Sherlock Holmes is dead. That news is news to no one by now, of course. The headlines have shouted it in every paper from San Francisco to Shanghai. It was blared endlessly on the wireless. Messenger boys went to sea for sailors rather than shoulder those bags of telegrams heavier than the burden of Atlas. The Esquimaux on his ice floe and the Bushman on the veldt heard the news within twenty-four hours of his passing, and mourned him each according to their peculiar rites. If I repeat it now, it is not because the world needs my confirmation. It’s only because I have yet to convince myself of this: Sherlock Holmes is dead.
I confess I was surprised by the public outpouring of grief. Thousands attended his memorial, marred though it was by his spiritualist associates, who did their utmost to turn the ceremony into some kind of mass séance. My friend’s career as a consulting detective had effectively ended with his retirement, over a quarter century ago. In latter years his name rarely made the papers, even here in London. A generation had come of age in ignorance of Sherlock Holmes. Or so I had thought.
Although I was grateful to see him lionized in the press, I was dismayed at the many inaccuracies (in some instances outright fictions) attached to my friend’s reputation by the ignorance or indolence of the sensational press. No, Westminster Gazette, he was not connected to the royal family by blood. He never wed once, much less twice, much less in secret to the Divine Sarah; nor was he among Lillie Langtry’s paramours. He did not serve on the front lines in the Great War, Daily Mail; General Von Stettin was alluding to an entirely different and more personal conflict. Some of the more responsible journalists camped out upon my doorstep, and I did my best to educate them. Yet there was one question they posed over and over, and for that I could supply no satisfactory answer: who was Sherlock Holmes?

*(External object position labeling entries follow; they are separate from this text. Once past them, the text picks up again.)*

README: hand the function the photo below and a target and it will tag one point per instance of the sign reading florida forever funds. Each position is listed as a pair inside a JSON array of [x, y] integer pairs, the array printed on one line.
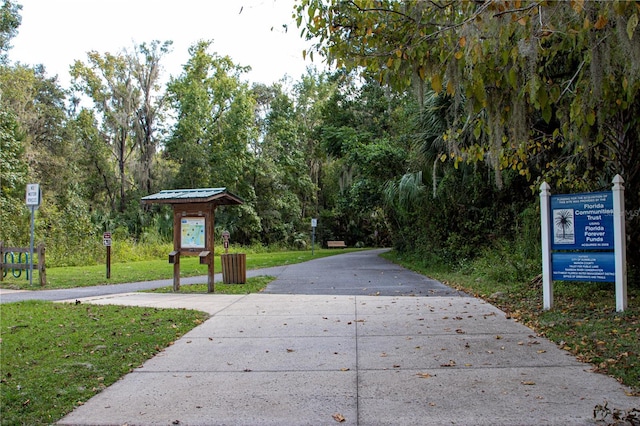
[[582, 221], [583, 239]]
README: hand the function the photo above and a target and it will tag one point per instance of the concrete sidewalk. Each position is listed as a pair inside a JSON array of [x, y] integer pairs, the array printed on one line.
[[265, 359]]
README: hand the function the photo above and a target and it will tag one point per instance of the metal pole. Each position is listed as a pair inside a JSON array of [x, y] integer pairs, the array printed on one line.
[[108, 261], [545, 227], [31, 247], [619, 241]]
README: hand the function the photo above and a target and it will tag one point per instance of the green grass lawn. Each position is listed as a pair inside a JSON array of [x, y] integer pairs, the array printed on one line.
[[56, 356], [84, 276]]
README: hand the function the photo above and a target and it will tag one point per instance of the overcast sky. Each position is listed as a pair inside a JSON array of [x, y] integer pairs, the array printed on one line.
[[55, 33]]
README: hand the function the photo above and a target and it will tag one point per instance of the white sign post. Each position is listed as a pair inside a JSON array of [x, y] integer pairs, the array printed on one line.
[[33, 199], [583, 240], [314, 224]]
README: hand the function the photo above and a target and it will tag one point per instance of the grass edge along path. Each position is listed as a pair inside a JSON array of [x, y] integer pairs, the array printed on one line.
[[583, 321], [149, 270], [56, 356]]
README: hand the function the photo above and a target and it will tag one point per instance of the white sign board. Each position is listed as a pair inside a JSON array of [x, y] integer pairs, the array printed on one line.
[[192, 232], [33, 194]]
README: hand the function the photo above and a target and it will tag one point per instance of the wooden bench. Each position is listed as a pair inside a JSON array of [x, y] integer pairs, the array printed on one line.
[[336, 244]]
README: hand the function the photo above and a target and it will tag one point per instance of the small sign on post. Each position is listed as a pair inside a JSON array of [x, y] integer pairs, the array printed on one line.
[[225, 241], [106, 240]]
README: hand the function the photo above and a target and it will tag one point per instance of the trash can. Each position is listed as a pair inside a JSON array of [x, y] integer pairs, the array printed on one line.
[[234, 268]]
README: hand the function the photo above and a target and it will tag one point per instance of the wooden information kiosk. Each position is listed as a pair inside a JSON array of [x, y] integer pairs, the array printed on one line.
[[193, 224]]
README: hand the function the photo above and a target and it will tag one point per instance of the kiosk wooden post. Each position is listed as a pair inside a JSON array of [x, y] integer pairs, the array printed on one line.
[[193, 225]]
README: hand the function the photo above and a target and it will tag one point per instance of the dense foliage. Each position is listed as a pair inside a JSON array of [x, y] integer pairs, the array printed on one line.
[[433, 132]]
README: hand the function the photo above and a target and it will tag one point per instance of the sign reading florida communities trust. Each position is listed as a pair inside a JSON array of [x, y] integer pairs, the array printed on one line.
[[582, 221], [583, 239]]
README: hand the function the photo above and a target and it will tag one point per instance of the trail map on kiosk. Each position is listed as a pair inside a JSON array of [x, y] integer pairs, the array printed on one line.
[[192, 232]]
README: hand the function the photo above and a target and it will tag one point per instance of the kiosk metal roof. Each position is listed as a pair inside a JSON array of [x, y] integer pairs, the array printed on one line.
[[218, 196]]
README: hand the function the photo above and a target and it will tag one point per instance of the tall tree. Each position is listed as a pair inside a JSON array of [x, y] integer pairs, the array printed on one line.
[[108, 80], [10, 20], [550, 89], [215, 122], [146, 67]]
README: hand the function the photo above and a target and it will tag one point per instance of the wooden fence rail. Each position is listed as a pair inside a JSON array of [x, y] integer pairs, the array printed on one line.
[[8, 258]]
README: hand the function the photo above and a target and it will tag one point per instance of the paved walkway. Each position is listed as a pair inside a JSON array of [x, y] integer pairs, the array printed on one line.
[[423, 356]]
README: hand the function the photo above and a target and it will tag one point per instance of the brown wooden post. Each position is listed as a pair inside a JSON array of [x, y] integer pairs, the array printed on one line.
[[210, 245], [176, 248], [41, 265]]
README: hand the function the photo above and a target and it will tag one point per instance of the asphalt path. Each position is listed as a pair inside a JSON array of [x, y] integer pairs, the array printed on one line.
[[362, 273]]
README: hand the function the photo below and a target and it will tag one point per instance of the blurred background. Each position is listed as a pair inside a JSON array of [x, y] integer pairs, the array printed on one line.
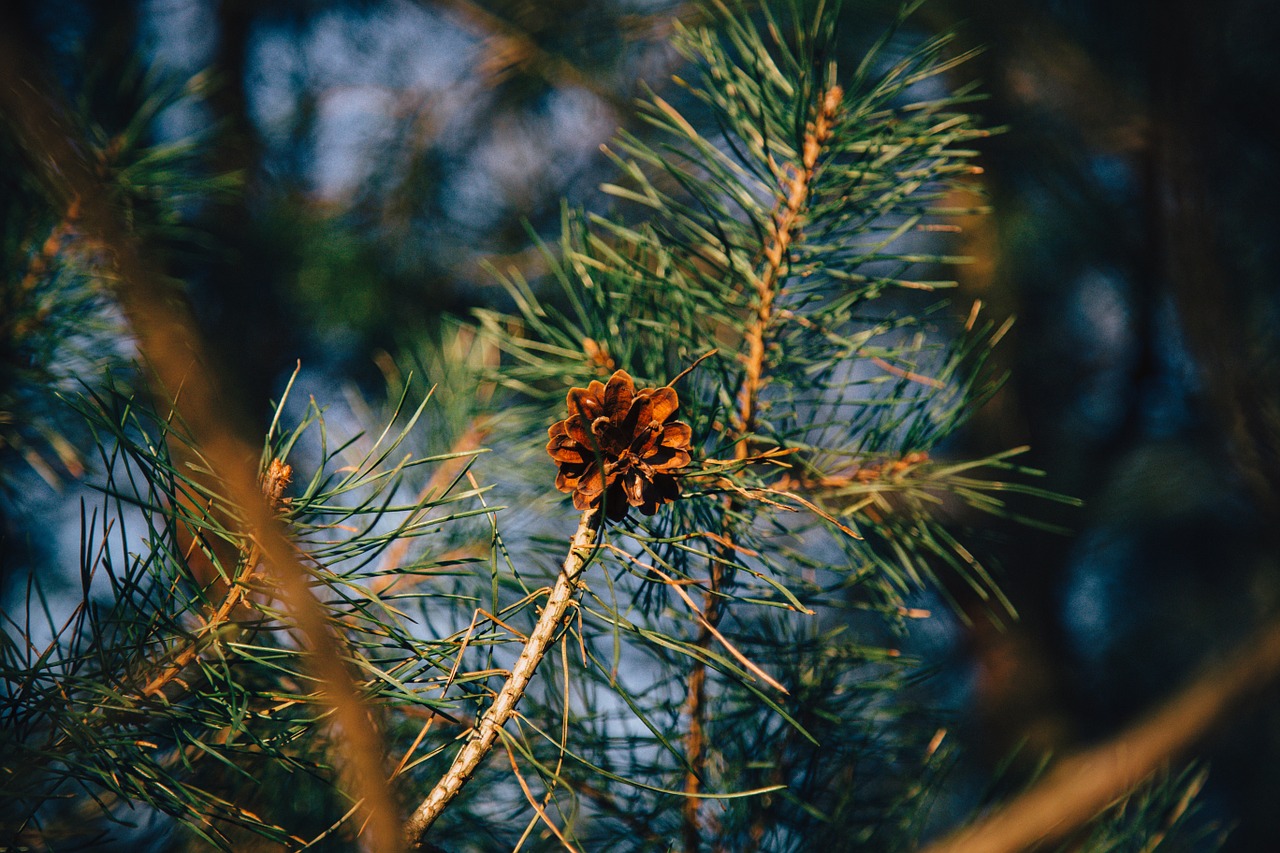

Oh, I enumerated his habits, repeated his aphorisms, clothed him in his past glories. It was meat and drink enough for the gentlemen of the press. Barring his late brother, Mycroft, a man who kept his secrets closer than the Sphinx, no man knew Sherlock Holmes better than I. Even the rift that opened between us in his final years, brought on by his perverse fascination with spiritualism, was not enough to sunder our bond. I have painted his portrait in scores of accounts. But none of them ever scratched the surface: the inner man was a locked-room mystery. I was forced to admit to myself that I, who knew him better than any man living, barely knew him at all.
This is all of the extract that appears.